ABSTRACT

Industrial AI is a systematic discipline that focuses on developing, validating, and deploying machine learning (ML) algorithms for industrial applications with sustainable performance. Combined with state-of-the-art sensing, communication, and Big Data analytics platforms, a systematic Industrial AI methodology will allow the integration of physical systems with computational models.

The concept of Industrial AI encompasses the collective use of a number of technologies, such as Internet of Things (IoT), Cyber-Physical Systems (CPS), and Big Data analytics, under the Industry 4.0 initiative where embedded computing devices, smart objects, and the physical environment interact to reach intended goals.

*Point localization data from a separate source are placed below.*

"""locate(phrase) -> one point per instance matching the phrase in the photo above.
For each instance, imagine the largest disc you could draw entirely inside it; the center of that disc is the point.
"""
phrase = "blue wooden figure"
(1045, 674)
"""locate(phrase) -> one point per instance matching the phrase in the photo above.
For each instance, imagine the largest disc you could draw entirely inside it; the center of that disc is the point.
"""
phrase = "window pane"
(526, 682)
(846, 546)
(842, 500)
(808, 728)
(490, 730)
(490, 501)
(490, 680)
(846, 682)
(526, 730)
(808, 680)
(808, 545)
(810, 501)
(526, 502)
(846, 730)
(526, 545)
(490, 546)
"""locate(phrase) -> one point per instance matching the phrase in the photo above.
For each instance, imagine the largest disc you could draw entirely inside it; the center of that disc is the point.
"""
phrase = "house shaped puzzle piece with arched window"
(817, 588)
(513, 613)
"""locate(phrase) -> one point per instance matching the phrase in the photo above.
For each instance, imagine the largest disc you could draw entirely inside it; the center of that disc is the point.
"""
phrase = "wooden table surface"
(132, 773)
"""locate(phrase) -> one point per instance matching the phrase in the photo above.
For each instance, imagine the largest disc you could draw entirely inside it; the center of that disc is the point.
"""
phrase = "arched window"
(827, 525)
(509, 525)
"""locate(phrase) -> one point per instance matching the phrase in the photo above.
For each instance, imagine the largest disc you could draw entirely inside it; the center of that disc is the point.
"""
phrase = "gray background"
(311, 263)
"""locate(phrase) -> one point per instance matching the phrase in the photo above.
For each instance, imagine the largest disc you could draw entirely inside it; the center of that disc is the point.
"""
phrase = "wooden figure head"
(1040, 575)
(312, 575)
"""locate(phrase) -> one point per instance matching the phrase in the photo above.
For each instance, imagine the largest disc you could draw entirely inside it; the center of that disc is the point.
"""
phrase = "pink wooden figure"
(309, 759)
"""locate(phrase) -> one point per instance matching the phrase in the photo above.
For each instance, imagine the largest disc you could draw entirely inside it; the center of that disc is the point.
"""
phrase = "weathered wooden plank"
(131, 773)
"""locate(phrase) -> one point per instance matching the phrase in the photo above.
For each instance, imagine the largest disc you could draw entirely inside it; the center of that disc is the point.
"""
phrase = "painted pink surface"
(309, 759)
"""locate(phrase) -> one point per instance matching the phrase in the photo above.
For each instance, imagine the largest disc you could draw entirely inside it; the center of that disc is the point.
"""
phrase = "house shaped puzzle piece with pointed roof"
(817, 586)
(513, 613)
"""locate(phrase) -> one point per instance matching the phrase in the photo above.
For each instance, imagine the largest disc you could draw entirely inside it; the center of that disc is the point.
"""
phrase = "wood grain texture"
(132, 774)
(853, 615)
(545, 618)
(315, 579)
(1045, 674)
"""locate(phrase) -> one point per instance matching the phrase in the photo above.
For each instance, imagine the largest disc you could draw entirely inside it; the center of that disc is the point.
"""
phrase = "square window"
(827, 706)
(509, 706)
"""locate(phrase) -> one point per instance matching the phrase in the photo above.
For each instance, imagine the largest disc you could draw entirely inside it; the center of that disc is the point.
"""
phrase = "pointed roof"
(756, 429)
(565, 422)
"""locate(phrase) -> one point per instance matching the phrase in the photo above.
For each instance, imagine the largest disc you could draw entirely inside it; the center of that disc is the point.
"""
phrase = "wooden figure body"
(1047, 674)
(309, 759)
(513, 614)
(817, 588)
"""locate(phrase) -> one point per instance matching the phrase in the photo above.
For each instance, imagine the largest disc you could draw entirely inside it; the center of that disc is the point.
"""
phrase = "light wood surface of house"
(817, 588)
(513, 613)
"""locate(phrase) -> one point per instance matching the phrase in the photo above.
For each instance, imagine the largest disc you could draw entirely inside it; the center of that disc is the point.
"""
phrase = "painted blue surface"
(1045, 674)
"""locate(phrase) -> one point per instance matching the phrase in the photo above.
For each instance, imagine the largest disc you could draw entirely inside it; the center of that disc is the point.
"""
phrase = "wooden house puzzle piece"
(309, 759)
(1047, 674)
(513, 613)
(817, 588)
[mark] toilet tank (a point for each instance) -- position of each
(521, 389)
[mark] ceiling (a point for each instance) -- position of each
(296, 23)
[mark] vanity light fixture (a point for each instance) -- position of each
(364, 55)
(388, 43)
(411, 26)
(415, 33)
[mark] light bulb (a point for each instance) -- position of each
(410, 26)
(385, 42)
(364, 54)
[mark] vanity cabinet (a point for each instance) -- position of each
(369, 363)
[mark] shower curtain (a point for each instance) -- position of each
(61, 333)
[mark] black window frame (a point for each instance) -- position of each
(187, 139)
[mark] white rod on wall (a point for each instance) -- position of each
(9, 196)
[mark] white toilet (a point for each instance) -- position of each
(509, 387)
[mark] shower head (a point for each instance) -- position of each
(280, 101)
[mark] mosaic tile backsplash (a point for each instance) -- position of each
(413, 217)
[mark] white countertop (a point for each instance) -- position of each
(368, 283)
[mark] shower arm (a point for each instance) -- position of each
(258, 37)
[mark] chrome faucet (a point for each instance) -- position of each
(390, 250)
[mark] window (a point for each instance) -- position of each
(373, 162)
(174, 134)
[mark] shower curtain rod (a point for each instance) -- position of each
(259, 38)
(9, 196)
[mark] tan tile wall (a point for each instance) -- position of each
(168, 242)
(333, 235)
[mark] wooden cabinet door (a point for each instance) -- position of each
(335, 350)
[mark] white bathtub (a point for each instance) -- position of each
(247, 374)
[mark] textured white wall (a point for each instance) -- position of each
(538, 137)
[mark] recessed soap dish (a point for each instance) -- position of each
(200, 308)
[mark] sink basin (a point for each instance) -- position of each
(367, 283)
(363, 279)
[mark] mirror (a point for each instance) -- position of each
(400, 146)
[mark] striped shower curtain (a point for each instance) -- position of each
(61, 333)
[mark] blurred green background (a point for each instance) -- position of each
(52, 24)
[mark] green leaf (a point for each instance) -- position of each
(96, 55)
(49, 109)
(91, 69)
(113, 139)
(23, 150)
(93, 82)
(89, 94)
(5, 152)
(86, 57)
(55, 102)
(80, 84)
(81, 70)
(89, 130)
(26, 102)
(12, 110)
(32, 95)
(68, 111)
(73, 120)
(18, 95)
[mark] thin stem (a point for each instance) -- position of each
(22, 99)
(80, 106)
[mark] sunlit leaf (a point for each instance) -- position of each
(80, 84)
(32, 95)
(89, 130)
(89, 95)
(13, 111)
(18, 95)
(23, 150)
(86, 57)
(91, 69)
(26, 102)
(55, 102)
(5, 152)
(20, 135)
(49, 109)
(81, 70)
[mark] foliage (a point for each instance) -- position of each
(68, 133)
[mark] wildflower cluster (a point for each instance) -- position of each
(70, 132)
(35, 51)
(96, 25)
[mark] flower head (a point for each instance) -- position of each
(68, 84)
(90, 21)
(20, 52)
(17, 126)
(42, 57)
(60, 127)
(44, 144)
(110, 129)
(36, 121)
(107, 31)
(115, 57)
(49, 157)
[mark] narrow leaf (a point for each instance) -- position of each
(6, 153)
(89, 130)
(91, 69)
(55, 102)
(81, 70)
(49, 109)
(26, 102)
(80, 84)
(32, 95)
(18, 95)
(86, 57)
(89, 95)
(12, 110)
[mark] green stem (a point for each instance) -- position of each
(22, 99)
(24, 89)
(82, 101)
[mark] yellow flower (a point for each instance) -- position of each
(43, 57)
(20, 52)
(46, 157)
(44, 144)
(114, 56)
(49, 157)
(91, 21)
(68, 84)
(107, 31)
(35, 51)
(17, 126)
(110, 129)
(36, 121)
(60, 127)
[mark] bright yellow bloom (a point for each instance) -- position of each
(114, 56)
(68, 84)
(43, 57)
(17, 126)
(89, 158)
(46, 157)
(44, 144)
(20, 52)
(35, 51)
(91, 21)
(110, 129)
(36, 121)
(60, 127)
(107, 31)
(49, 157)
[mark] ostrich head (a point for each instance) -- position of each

Industrial AI is in its infancy, but a broad range of industries, including automotive, aerospace, healthcare, semiconductors, energy, transportation, mining, construction, and industrial automation, could harness its power to gain insights into the invisible relationship between various operation conditions and use those insights to optimise their uptime, productivity, and efficiency. In terms of predictive maintenance, Industrial AI can detect incipient changes in a system and predict remaining useful life (RUL), thus optimising maintenance tasks and avoiding disruption to operations.

This chapter analyses Industrial AI in several case studies: AI Factory for Railway, AI Factory for Mining, AI Factory – Augmented Reality (AR) & Virtual Reality (VR) Services, and AI Factory – Cybersecurity Services.